Эйла посмотрела на подарок, потом на Ранека, и глаза ее расширились от удивления и радости.
– Ты сделал это для меня? Но зачем?
– Потому что я так захотел. Это для тебя – и все. Считай это моим священным даром, – говорил он, убеждая ее принять подарок.
Эйла взяла покрытый резьбой бивень мамонта и, осторожно держа его в руках, стала рассматривать.
– Опять женщины и птицы, – произнесла она с радостью и восхищением, – как те, что ты показывал мне прежде… Но другие.
Ее глаза засветились.
– Я вырезал их нарочно для тебя. Но предупреждаю, – сказал он с глубокой серьезностью, – я вложил в них магическую силу, чтобы они тебе… понравились, и тот, кто их сделал, – тоже.
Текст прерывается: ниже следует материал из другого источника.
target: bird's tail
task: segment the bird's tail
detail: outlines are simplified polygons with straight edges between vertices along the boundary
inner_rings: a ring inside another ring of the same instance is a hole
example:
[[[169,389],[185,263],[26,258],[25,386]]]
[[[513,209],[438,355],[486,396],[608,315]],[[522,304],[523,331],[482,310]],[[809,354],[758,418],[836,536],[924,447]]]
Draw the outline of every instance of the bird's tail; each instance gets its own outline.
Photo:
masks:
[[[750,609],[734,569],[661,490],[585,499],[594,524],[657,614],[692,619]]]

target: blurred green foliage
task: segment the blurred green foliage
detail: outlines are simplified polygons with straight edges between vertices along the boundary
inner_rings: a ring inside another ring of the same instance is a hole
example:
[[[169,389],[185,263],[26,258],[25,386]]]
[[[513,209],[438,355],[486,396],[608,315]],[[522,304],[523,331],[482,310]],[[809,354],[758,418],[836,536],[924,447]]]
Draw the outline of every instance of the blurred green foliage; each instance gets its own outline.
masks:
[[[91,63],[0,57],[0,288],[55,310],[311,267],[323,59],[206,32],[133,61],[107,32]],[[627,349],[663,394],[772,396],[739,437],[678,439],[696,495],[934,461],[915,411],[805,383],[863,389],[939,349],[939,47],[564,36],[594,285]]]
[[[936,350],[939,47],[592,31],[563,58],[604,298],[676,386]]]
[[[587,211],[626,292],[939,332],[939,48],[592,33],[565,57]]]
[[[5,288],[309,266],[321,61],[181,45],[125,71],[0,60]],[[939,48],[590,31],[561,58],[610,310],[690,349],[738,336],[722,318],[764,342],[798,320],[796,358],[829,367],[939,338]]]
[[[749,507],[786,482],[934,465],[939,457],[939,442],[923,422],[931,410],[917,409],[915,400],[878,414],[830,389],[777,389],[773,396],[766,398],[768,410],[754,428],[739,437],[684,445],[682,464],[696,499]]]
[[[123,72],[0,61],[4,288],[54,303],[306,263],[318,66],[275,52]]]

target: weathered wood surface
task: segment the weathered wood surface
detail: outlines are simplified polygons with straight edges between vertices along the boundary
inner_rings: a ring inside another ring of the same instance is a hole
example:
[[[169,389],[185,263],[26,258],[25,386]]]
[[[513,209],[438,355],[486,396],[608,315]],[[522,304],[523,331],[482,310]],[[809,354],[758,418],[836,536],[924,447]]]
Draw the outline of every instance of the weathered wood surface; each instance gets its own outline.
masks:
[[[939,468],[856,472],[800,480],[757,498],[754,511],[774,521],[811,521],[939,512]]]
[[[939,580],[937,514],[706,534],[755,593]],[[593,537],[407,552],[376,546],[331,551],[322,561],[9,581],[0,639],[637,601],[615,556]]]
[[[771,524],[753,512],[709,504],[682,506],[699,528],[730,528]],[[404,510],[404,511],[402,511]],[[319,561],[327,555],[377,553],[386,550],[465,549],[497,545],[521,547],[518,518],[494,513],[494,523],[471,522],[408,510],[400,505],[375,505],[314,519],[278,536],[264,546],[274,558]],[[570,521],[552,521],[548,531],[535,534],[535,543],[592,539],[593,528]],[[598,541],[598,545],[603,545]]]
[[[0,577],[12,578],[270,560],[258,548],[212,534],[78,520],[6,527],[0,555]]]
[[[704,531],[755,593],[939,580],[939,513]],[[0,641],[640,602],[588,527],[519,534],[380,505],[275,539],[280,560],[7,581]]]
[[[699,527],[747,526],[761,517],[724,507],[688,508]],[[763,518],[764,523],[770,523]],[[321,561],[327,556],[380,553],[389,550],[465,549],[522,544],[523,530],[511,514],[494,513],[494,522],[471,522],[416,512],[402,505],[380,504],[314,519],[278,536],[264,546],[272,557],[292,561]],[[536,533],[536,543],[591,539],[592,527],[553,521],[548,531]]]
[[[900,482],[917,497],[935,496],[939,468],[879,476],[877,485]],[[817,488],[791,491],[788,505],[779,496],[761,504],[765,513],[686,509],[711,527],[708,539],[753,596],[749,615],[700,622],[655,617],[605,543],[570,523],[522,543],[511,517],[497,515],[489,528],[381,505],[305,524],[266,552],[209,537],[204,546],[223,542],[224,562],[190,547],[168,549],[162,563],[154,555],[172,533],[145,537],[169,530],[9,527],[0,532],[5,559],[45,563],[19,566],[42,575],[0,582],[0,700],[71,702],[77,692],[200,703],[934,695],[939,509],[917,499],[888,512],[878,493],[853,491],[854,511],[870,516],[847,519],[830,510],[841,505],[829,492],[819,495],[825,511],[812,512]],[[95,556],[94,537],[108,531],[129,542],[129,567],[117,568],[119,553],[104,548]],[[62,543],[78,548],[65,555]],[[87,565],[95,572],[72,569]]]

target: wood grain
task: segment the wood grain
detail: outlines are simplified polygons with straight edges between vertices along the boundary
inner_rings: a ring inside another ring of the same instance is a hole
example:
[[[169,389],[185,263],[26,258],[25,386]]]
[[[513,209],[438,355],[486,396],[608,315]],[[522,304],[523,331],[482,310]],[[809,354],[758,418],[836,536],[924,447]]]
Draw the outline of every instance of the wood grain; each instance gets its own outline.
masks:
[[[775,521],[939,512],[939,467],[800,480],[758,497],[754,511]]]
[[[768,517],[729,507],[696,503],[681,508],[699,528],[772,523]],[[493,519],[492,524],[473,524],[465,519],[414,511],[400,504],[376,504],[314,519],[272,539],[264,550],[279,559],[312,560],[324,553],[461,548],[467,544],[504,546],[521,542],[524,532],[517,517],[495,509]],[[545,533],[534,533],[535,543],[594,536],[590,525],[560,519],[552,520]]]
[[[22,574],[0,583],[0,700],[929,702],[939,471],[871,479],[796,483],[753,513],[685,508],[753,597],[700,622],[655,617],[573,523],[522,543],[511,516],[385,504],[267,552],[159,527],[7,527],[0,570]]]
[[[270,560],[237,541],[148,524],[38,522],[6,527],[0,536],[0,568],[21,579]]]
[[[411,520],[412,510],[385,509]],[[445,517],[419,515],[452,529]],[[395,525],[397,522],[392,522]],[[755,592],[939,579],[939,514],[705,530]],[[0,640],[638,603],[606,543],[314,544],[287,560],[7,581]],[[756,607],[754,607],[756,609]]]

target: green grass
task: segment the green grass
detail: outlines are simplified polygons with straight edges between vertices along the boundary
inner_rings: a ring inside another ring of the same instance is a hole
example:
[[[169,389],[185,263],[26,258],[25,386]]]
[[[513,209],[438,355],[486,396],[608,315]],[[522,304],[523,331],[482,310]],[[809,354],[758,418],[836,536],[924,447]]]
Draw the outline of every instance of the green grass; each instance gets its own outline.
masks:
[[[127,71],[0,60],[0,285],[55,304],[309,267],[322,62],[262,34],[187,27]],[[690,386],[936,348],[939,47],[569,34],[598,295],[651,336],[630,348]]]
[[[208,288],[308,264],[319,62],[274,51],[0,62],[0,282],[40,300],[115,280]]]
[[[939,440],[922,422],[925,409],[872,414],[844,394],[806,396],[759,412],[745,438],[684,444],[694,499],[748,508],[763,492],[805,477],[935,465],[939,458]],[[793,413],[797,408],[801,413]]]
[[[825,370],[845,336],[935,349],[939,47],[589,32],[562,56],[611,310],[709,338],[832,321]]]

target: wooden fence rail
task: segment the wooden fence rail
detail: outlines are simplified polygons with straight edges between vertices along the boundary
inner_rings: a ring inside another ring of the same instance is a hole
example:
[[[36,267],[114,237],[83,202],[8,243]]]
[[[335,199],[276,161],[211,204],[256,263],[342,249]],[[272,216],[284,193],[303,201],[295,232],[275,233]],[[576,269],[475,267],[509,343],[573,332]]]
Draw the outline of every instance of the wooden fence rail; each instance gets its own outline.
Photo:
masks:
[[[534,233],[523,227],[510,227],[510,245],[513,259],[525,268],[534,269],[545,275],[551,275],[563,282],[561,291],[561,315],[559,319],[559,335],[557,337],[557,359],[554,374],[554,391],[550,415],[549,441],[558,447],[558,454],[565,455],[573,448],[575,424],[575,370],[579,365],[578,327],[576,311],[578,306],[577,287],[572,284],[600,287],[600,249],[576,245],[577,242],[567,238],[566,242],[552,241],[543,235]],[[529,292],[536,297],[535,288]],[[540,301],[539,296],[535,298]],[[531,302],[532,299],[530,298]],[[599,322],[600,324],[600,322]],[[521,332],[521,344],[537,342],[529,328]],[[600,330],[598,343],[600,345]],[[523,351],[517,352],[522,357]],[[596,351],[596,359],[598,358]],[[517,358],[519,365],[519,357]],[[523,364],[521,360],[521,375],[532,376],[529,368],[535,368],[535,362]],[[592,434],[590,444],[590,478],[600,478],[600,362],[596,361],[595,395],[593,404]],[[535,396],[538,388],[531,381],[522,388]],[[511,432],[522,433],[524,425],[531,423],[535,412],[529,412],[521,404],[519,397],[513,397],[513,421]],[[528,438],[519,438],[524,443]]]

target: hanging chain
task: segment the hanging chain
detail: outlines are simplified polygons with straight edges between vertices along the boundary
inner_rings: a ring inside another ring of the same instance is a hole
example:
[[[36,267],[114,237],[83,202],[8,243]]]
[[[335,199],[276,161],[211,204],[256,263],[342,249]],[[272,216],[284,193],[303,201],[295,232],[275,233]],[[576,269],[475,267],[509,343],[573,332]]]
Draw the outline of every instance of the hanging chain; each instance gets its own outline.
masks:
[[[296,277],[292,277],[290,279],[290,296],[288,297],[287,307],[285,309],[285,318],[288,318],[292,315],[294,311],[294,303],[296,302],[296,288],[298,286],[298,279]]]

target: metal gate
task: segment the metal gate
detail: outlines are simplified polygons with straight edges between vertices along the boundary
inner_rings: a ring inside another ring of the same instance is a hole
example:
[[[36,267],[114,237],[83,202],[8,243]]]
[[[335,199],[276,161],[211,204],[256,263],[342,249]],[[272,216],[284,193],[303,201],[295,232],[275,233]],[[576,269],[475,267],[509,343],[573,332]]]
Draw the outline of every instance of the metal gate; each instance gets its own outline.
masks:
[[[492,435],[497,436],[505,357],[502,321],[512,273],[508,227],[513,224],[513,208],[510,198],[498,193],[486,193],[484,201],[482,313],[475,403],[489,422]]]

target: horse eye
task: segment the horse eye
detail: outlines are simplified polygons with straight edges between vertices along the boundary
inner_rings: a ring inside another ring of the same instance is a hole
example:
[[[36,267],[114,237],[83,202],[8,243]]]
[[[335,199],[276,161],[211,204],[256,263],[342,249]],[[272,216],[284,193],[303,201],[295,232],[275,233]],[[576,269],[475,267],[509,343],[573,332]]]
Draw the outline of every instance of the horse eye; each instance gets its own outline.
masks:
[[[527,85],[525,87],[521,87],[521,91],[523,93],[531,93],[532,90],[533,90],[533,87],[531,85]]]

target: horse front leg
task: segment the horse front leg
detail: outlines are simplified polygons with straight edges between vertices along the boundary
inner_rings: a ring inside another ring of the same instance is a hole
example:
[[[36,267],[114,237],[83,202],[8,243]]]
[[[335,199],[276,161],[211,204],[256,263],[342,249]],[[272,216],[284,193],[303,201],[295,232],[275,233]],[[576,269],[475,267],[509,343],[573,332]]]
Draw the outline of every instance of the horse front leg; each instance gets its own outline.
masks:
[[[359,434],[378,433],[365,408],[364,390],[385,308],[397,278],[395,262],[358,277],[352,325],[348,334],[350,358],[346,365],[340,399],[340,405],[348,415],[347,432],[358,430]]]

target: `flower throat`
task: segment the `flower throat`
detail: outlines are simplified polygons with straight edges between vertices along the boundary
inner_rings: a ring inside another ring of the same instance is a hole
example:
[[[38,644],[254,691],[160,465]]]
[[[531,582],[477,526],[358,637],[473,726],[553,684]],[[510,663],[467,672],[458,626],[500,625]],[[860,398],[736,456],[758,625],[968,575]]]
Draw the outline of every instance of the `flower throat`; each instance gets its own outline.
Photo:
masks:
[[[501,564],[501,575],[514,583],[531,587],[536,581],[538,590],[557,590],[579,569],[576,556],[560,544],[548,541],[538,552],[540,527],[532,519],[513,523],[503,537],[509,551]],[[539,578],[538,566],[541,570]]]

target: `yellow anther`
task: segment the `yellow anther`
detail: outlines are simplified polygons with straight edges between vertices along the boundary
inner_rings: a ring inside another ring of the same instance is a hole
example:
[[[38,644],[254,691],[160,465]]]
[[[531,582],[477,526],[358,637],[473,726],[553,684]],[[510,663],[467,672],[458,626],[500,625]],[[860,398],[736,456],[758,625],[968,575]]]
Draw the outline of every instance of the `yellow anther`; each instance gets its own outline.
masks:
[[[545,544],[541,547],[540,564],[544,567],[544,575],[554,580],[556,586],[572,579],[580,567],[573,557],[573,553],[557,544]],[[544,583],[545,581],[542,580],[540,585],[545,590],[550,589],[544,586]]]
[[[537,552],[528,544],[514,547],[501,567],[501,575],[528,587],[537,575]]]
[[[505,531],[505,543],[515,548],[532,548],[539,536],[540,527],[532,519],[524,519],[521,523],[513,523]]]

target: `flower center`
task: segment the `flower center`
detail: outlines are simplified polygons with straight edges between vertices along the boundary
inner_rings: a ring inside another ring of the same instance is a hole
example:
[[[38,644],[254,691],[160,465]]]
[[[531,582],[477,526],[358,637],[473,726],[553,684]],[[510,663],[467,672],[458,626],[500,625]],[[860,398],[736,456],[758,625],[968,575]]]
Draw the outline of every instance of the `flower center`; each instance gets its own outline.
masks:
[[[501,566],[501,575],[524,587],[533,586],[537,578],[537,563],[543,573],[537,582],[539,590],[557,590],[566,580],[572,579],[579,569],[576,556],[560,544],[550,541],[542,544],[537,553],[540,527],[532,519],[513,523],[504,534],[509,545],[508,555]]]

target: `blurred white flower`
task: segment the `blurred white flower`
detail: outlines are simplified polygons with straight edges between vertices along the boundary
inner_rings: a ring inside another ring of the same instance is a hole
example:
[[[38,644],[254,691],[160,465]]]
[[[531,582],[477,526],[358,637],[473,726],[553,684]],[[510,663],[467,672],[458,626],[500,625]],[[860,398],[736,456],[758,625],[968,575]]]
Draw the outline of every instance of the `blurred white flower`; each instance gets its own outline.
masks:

– Для этого не нужно никакой магии, Ранек!
– Значит, тебе понравилось? Скажи мне, что ты об этом думаешь? – спросил Ранек, хотя не в его обычае было выспрашивать у людей, что они думают о его изделиях.
Он работал для себя и во имя Великой Матери, но сейчас он во что бы то ни стало хотел, чтобы его работа понравилась Эйле. Он вложил все свои устремления и мечты в каждую зарубку, в каждую линию, надеясь, что этот узор, вдохновленный Великой Матерью, окажет магическое воздействие на женщину, которую он любит.
Вглядевшись в резьбу, она заметила, что внизу изображен треугольник. Она знала, что это символ женственности, еще и потому, что число «три» воплощает силы плодородия и освящено Мут. Треугольники окаймляли рисунок; под изображением женщины они были повернуты наружу, под изображением птицы – внутрь. Весь рисунок, окаймленный параллельными линиями и рядом треугольников, представлял собой орнамент, изысканный и приятный на вид, но таивший в себе нечто большее.
– Прекрасная работа, Ранек. Мне особенно понравилось, как ты прочертил эти линии. Это напоминает мне перышки, но в то же время, когда я смотрю на них, я почему-то думаю о воде. Как будто это знаки какие-то…
Улыбка Ранека сменилась радостным смехом.
– Я знал! Я знал, что ты почувствуешь это! Это перья Великой Матери, когда Она обращается в птицу и возвращается к нам весной, и это воды, которыми Она наполняет моря.
– Прекрасно, Ранек, но я не могу оставить это у себя, – сказала она, возвращая подарок.
– Но почему? Я сделал это для тебя, – ответил он, отказываясь принять бивень обратно.
– Что я подарю тебе взамен? У меня нет ничего равноценного.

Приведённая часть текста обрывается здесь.